Optionally, the synthesizing the stochastic component of the photovoltaic power station output and the deterministic component of the photovoltaic power station output to obtain the photovoltaic power station output specifically includes:
according to formula Pt=Pc,tt·Pc,tCalculating the output P of the photovoltaic power stationtWherein P isc,tFor a deterministic component of the photovoltaic plant output, ηtAnd outputting a random component of the photovoltaic power station.
The invention also provides a system for determining the output of the photovoltaic power station, which comprises the following steps:
the space-time correlation model determining unit is used for determining a space-time correlation model of stochastic components of the photovoltaic power station output based on a Copula function;
the randomness component determining unit is used for determining the randomness component of the output of the single photovoltaic power station according to the space-time correlation model;
the deterministic component acquisition unit is used for acquiring a deterministic component of the output of a single photovoltaic power station;
and the photovoltaic power station output determining unit is used for synthesizing the randomness component of the photovoltaic power station output and the certainty component of the photovoltaic power station output to obtain the photovoltaic power station output.

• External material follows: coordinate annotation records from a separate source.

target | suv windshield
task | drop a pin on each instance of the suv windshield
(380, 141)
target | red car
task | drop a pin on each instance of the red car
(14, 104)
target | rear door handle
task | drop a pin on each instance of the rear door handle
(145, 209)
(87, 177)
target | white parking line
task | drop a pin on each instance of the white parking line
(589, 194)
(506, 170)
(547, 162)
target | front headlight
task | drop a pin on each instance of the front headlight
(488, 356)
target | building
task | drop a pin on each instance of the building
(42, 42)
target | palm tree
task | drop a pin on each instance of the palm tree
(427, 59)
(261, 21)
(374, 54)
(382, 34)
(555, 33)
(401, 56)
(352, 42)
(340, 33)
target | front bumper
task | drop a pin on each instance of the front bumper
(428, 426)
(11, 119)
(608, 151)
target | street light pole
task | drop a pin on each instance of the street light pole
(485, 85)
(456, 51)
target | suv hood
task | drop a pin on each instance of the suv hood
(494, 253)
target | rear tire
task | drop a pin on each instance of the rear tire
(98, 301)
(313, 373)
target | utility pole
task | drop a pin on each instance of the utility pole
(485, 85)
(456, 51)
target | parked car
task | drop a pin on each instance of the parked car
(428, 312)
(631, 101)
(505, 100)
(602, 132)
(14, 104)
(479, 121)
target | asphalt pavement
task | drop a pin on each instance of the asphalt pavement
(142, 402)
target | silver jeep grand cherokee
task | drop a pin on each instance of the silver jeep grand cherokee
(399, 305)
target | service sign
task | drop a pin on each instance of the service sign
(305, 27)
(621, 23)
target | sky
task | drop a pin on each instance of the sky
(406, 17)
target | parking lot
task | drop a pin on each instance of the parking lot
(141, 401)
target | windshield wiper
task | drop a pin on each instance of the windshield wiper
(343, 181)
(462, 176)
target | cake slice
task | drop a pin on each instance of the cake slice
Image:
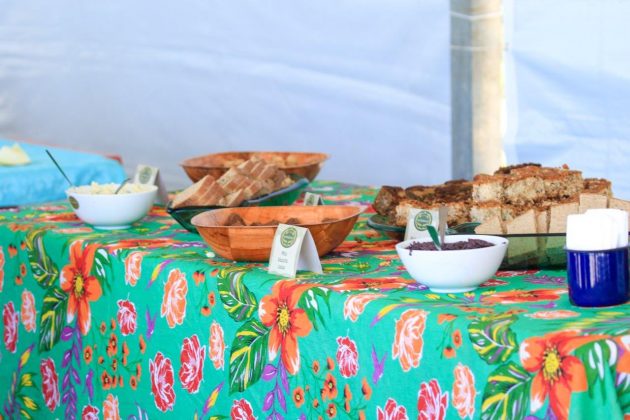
(233, 199)
(558, 215)
(425, 194)
(387, 199)
(522, 224)
(616, 203)
(486, 211)
(561, 182)
(492, 226)
(524, 187)
(592, 201)
(598, 186)
(487, 188)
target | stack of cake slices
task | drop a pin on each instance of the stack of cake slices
(250, 179)
(518, 199)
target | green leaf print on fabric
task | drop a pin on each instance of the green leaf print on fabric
(248, 355)
(53, 318)
(492, 338)
(506, 395)
(239, 302)
(44, 270)
(599, 359)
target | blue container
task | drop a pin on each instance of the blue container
(598, 278)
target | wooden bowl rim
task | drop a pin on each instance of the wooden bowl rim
(323, 157)
(356, 213)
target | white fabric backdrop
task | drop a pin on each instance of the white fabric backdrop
(569, 86)
(364, 80)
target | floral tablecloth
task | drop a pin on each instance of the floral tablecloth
(147, 323)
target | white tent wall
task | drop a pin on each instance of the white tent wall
(568, 86)
(156, 82)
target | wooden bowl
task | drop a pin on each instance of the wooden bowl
(302, 164)
(253, 243)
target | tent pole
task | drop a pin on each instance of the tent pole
(477, 43)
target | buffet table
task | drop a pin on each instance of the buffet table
(149, 321)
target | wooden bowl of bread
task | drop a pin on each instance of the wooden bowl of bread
(301, 164)
(254, 182)
(246, 233)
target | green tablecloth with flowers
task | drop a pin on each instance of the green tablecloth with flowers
(147, 323)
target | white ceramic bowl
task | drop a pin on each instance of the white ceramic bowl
(454, 271)
(112, 211)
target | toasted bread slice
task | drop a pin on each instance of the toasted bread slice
(190, 196)
(558, 216)
(590, 201)
(492, 226)
(233, 199)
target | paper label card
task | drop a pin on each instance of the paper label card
(150, 175)
(311, 199)
(293, 249)
(417, 222)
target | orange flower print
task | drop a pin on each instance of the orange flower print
(88, 354)
(112, 345)
(522, 296)
(106, 380)
(331, 411)
(442, 318)
(288, 322)
(110, 408)
(408, 343)
(2, 268)
(449, 352)
(199, 277)
(298, 396)
(558, 314)
(29, 315)
(81, 287)
(464, 392)
(217, 346)
(174, 300)
(355, 304)
(133, 267)
(558, 374)
(330, 388)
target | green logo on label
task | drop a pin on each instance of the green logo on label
(73, 202)
(144, 176)
(422, 220)
(288, 237)
(311, 200)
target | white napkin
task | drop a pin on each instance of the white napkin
(597, 230)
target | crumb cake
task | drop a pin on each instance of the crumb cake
(527, 198)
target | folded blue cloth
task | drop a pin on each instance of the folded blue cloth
(40, 181)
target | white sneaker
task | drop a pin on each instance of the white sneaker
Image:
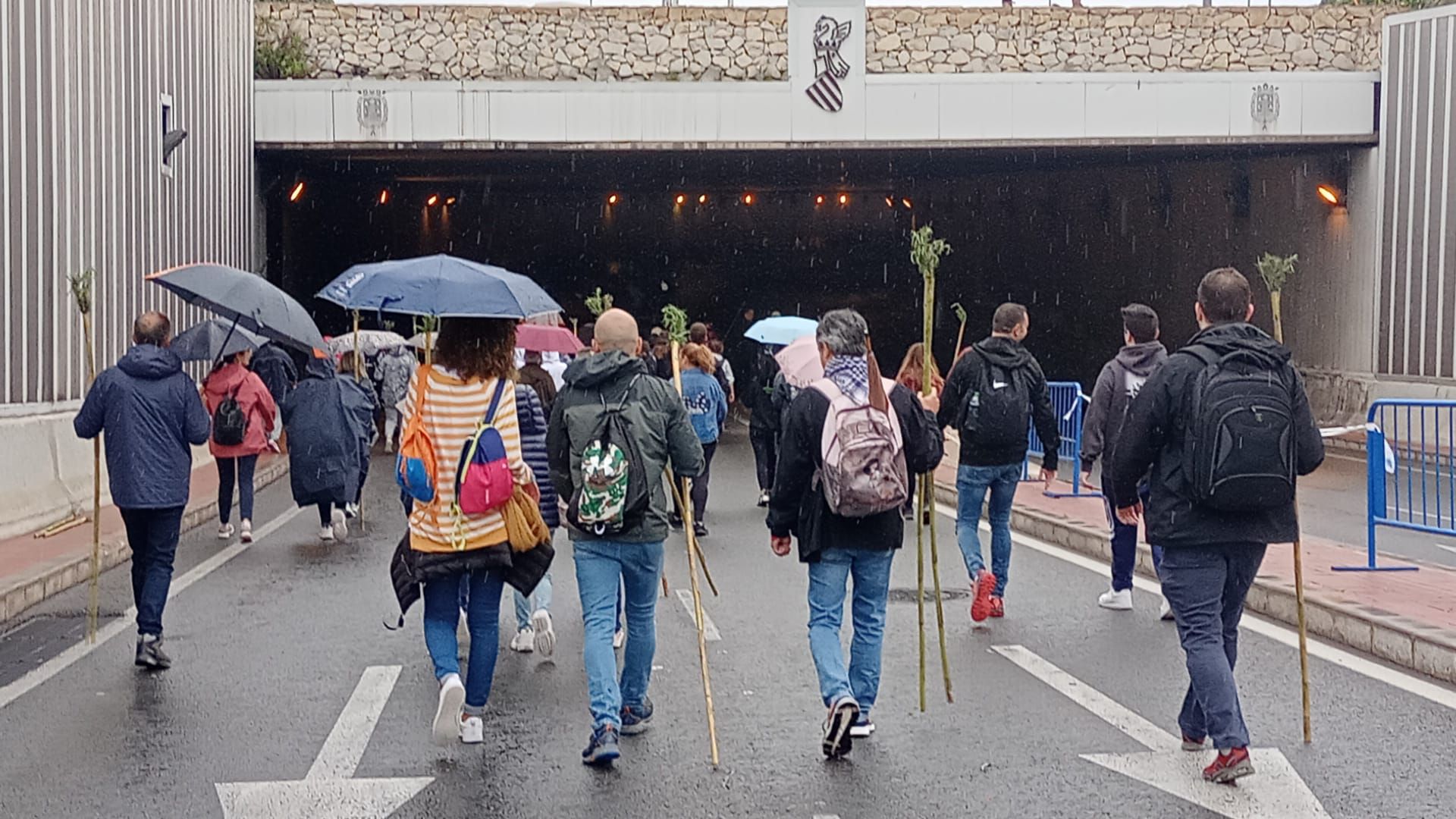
(525, 642)
(545, 635)
(1116, 601)
(447, 713)
(472, 729)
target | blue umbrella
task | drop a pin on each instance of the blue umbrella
(438, 286)
(781, 330)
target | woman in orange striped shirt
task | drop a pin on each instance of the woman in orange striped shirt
(450, 548)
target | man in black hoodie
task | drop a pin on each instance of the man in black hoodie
(1117, 385)
(1225, 426)
(992, 391)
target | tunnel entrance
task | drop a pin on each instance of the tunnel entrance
(1074, 234)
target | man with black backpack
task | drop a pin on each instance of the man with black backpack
(613, 431)
(1225, 426)
(996, 390)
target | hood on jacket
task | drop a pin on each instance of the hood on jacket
(601, 369)
(1142, 359)
(1005, 353)
(1241, 337)
(150, 362)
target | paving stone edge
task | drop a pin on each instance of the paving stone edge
(20, 595)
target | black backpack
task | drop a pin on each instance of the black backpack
(998, 411)
(1239, 435)
(229, 422)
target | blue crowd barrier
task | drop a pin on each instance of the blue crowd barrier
(1068, 403)
(1410, 472)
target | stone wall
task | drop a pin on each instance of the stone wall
(752, 44)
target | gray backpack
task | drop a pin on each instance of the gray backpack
(864, 458)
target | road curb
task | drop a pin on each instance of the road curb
(1398, 640)
(20, 595)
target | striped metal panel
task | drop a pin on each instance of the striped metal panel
(1416, 312)
(80, 165)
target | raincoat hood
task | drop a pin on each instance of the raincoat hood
(149, 362)
(601, 369)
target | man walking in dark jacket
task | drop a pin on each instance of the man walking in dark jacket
(992, 391)
(1117, 385)
(835, 547)
(658, 433)
(1216, 506)
(153, 417)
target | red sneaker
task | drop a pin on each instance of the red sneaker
(982, 605)
(1229, 767)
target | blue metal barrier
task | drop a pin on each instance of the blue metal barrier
(1410, 472)
(1068, 403)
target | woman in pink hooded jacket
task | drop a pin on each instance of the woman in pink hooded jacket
(237, 461)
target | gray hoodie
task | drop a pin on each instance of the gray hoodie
(1116, 387)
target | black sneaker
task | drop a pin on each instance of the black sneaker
(637, 719)
(150, 654)
(603, 748)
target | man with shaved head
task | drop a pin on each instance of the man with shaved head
(613, 430)
(152, 416)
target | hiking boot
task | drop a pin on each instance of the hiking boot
(637, 719)
(842, 717)
(1229, 767)
(982, 604)
(603, 748)
(150, 654)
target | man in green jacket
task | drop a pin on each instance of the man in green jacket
(615, 381)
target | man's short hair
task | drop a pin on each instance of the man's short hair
(1225, 297)
(1141, 322)
(1008, 316)
(843, 331)
(152, 328)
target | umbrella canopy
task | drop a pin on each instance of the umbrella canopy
(539, 338)
(781, 330)
(438, 286)
(215, 340)
(243, 297)
(800, 362)
(370, 341)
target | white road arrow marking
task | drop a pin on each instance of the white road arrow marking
(1276, 792)
(329, 792)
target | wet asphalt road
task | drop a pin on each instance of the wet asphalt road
(270, 648)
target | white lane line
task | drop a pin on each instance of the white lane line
(66, 659)
(1289, 637)
(710, 630)
(1101, 706)
(346, 745)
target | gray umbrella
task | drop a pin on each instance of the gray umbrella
(243, 297)
(213, 340)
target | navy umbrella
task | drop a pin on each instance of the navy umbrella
(438, 286)
(215, 340)
(243, 297)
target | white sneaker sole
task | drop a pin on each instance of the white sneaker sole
(447, 713)
(545, 634)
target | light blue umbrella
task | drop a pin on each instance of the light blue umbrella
(438, 286)
(781, 330)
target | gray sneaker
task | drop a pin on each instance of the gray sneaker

Alternatively to this, the first and second parts may,
the space-time correlation model determining unit specifically includes:
a space-time correlation model determining subunit, configured to determine a space-time correlation model of stochastic components of the two photovoltaic power plant outputs using a Copula function C (·;. theta)
Whereinas a function of the transition probability distribution of the photovoltaic plant a,as a function of the transition probability distribution of the photovoltaic plant B,respectively are the random components of the output of the photovoltaic power station A at the t-1 moment and the t moment,respectively are the random components of the output of the photovoltaic power station B at the t-1 moment and the t moment,the correlation of the random components of the output of the photovoltaic power station A at the t-1 moment and the t moment is shown,a probability distribution function representing the stochastic component of the photovoltaic plant a contribution at time t-1,showing the correlation of the random components of the output of the photovoltaic power station B at the t-1 moment and the t moment,probability distribution function representing the stochastic component of the photovoltaic plant B output at time t-1, α, β, [ theta ]A、θBTheta is a coefficient;
the coefficient determining subunit is used for acquiring historical data of the random component of the output force of the photovoltaic power station, substituting the historical data into the space-time correlation model, and calculating to obtain coefficients α, β and thetaA、θBAnd theta.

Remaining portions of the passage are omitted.